Monday, April 4, 2011

The Importance of Story

The Author at the Showbiz Expo Listening to a Filmmaker's Story
     In the last few years, the AOF, one of my partners and I have begun placing money with filmmakers and writers so that they can bring their visions to life.  Some of the donations have been small, others much more.  In reviewing the projects, I began to wonder what each of the films we helped out had in common and I was not surprised to discover that of course, it was the story.   Not the story the artist was trying to tell, but the story of the artist him or herself.
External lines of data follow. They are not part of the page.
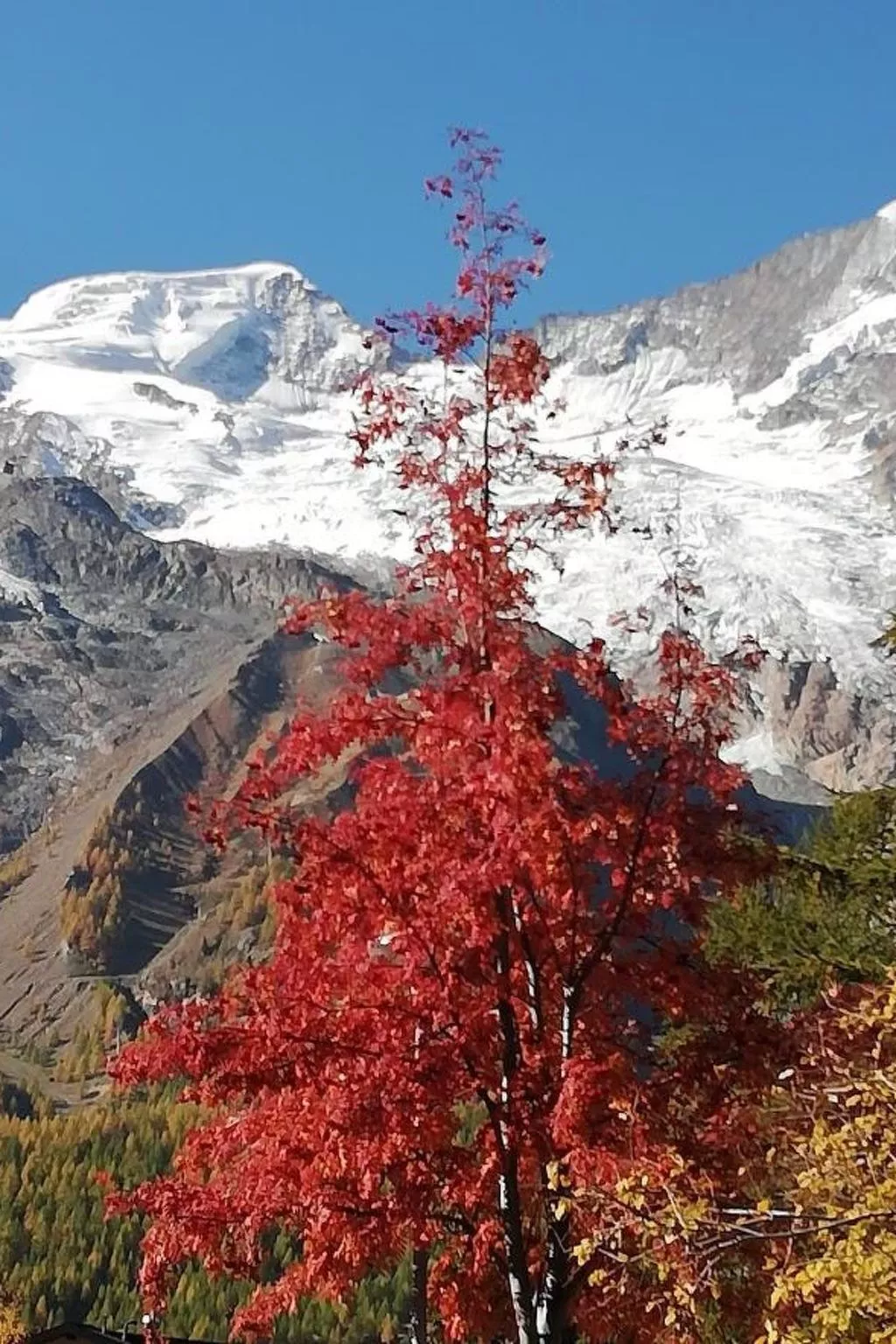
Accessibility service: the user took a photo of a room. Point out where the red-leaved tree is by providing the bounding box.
[113,132,789,1344]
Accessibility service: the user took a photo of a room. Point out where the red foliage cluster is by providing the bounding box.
[107,133,784,1344]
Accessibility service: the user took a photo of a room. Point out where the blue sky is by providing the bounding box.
[0,0,896,320]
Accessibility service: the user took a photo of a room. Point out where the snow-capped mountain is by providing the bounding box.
[0,203,896,788]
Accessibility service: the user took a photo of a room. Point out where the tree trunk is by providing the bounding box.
[411,1246,430,1344]
[536,1216,570,1344]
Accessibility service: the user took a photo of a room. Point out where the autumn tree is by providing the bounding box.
[111,132,774,1344]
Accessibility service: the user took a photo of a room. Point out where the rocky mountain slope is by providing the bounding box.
[0,206,896,789]
[0,206,896,1080]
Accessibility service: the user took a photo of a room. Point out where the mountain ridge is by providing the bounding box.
[0,203,896,789]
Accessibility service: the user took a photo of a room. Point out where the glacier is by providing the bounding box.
[0,203,896,788]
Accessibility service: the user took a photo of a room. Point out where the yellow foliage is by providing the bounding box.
[0,1291,25,1344]
[761,973,896,1344]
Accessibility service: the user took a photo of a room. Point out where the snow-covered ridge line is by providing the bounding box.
[0,197,896,785]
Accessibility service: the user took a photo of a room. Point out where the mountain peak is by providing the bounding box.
[0,203,896,787]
     I don't think in any case where we assisted that there was a pitch. It was a simple, 'So, what's going on?' From there, the artist either told us what was happening and we said, 'yes or no' accordingly.  Some times there is a phone call or an e-mail but the process is pretty much the same.
     Which ones get funding?  Well, that depends on the story, but I can tell you which one's don't; it's the ones that don't focus on story, that are either obviously unoriginal, template formatted, or copied from someone else.  For some reason we seem to get those as well.  They are summarily denied.  If 'your' story isn't original, how can the artistic story that you are trying to tell be?
      I'm not saying that you have to have the personality of record executive from the 80's to move ahead but I will tell you that it doesn't hurt to have the ability to sell the interesting things about yourself to your audience, no matter who that audience might be.
     Thanks for reading and to those of you who enjoy film please get to a theater to see the story as it should be seen and for those of you who make film, please, start with the story.